Suppose every member of Congress just went home for the 4th of July and didn’t return for the next forty years. What would happen to the deficit if Congress simply shut down and left everything alone—same taxes, same spending as planned? The non-partisan Congressional Budget Office (CBO) says under such a scenario, debt would never exceed 90 percent of GDP and could fall to about 60 percent by 2050.
How could that be? Ezra Klein was the first to point this out. See his post: http://www.washingtonpost.com/blogs/ezra-klein/post/we-have-a-congress-problem-not-a-deficit-problem-in-one-graph/2011/05/19/AGVOXgtH_blog.html
Take a look at this chart from the CBO. See that blue line at the bottom that trends DOWN. That’s what will happen if Congress does nothing.
Now look at all the other lines—the bright colored ones. Those are the changes to current law and FIXES that everyone expects Congress will enact if it stays in session. In other words, THE REAL DEFICIT PROBLEM IS CONGRESS.
Here is the CBO explanation of the bright colored lines on the chart.
- Doc Fixes: Under current law, Medicare physician payments are scheduled to be cut by 30% as part of something called the Sustainable Growth Rate. The AFS (and CRFB's Realistic Baseline) assumes politicians freeze physician payments instead.
- AMT Patches: The Alternative Minimum Tax is a secondary tax meant to capture high earners with low tax burdens. However, for a number of reasons, it now technically impacts middle-income families and so politicians pass annual "patches" to avoid this from occurring. Under current law, patches will stop while under the AFS (and CRFB's Realistic Baseline) they continue.
- Tax Cuts: Under current law, the 2001/2003/2010 tax cuts expire at the end of 2012, as do a number of temporary "extenders". The AFS assumes that policymakers make both permanent (while CRFB's Realistic Baseline only assumes the 2001/2003/2010 tax cuts continue).
- PPACA Cost Controls: The health reform law included a number of cost controls for Medicare and the exchange subsidies which are now part of current law but may prove unsustainable over the long-run. The AFS assumes that they are effective through 2021 but are overridden thereafter (CRFB's Realistic Baseline assumes they are partially overridden).
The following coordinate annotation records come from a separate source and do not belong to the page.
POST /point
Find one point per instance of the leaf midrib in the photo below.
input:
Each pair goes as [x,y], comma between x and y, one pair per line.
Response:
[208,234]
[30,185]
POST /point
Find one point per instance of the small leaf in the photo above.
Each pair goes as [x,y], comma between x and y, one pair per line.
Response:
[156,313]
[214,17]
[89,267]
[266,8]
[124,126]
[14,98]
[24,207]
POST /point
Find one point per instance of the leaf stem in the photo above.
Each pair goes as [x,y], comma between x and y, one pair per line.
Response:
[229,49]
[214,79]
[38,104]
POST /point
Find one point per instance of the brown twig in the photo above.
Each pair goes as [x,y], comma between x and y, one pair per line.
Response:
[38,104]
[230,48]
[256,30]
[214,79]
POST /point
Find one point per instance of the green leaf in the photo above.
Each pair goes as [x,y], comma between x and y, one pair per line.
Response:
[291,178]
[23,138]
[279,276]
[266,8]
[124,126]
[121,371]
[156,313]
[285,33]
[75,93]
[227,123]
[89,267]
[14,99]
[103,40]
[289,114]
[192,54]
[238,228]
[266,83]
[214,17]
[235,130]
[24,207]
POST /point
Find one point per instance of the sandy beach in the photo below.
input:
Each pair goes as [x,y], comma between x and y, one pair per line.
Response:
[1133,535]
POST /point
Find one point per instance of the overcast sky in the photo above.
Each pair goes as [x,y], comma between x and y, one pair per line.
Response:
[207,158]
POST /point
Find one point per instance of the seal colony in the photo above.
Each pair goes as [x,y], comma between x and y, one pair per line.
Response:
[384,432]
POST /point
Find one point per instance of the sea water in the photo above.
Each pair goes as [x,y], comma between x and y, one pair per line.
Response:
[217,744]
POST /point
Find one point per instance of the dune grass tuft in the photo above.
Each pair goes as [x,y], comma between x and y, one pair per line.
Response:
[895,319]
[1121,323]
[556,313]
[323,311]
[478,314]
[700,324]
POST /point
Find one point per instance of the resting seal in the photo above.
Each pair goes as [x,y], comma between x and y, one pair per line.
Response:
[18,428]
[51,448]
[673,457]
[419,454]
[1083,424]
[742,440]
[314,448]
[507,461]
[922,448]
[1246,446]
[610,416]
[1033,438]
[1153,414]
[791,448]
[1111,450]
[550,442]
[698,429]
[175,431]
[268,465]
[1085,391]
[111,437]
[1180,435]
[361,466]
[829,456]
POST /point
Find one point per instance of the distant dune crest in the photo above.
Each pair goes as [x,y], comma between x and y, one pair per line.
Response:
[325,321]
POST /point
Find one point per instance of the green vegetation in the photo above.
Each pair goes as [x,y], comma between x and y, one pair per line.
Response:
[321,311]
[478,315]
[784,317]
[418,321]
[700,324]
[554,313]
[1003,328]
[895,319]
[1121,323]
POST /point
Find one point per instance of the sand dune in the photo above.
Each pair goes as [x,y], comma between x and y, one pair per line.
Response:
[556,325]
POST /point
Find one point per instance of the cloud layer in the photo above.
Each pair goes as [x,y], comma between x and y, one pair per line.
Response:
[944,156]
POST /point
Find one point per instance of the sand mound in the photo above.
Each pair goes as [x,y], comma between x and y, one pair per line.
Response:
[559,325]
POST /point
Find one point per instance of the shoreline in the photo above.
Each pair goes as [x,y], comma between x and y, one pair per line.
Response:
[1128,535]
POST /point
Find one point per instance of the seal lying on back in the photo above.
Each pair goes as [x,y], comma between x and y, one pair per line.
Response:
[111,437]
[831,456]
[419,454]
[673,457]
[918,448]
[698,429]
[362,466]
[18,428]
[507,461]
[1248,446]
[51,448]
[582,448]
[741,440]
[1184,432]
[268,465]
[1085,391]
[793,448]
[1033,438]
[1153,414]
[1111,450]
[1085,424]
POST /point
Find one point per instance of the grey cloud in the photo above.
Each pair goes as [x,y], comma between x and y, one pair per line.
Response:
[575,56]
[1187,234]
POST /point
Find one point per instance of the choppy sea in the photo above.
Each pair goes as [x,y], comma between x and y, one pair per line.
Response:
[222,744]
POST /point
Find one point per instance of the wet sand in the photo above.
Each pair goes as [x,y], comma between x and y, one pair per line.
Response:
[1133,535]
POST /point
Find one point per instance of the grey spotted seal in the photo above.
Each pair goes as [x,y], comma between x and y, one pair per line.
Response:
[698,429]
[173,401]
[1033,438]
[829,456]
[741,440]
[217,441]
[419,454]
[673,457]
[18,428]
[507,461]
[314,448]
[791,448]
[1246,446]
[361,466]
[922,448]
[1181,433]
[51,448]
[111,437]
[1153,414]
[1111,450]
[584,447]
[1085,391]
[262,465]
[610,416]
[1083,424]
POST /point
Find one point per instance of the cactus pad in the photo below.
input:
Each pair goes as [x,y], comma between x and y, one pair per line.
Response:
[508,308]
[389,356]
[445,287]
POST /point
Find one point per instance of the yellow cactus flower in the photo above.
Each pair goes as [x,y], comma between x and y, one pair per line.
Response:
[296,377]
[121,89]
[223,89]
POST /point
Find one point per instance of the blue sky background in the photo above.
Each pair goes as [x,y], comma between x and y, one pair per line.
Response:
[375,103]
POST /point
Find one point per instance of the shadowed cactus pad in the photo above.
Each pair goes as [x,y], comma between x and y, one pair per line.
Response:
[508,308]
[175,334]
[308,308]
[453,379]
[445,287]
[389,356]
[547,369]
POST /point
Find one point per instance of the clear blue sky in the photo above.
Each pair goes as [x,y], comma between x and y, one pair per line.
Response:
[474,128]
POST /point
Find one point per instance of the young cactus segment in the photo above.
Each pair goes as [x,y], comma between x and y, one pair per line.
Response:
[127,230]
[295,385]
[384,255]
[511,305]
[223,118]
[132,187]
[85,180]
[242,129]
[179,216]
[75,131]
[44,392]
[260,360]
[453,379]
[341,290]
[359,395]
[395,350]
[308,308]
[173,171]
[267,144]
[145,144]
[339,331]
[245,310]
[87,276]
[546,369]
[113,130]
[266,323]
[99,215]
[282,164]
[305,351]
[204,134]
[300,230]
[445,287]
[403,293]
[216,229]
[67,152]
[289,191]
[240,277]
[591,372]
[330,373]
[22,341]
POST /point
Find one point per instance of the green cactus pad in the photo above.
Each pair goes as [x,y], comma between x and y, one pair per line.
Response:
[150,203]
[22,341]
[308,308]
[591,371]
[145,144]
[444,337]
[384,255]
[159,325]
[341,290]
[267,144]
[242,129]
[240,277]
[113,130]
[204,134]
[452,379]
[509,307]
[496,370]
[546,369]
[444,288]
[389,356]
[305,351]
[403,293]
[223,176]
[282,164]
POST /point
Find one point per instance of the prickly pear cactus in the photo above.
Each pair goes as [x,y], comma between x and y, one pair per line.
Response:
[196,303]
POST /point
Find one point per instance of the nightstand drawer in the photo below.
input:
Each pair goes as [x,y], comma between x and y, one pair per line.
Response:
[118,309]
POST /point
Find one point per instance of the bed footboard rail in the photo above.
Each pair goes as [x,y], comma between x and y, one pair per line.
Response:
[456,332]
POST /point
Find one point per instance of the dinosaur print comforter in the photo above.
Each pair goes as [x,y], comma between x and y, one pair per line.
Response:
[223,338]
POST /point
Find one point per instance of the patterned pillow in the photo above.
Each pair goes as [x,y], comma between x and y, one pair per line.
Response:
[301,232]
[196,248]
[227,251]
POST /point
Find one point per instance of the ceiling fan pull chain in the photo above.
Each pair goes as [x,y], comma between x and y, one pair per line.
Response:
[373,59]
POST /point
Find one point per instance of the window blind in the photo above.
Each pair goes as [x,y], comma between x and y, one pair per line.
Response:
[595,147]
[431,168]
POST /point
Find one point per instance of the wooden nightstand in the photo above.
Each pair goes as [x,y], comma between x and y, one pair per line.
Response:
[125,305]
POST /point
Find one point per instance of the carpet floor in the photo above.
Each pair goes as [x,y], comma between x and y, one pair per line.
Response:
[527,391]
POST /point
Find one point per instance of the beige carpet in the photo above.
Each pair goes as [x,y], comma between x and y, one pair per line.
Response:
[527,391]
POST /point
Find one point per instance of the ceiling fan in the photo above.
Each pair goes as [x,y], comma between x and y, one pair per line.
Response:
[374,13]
- Discretionary Spending Growth: By budget convention, the current law baseline assumes discretionary spending grows with inflation through 2021 (as does CRFB's Realistic Baseline). The Alternative Fiscal Scenario instead assumes it grows with GDP.
- Revenue Freeze: Were all the tax cuts (and AMT patches) to be renewed, revenue would still grow as a share of GDP due mainly to something called "real bracket creep" -- as well as due to the effect of the health care excise tax. However, the Alternative Fiscal Scenario holds revenue constant at 18.4 percent of GDP after 2021, essentially assuming that policy makers will enact future additional tax cuts.
- War Drawdown: By convention, CBO's current law baseline assumes all discretionary spending -- including for the wars -- will grow with inflation. However, the Alternative Fiscal Scenario (as well as CRFB's Realistic Baseline) assumes that troops will gradually be drawn down.
Think about that. The easiest way to fix the deficit may be to just send Congress home and agree to send them their paychecks if they just don’t show up in Washington again for forty years.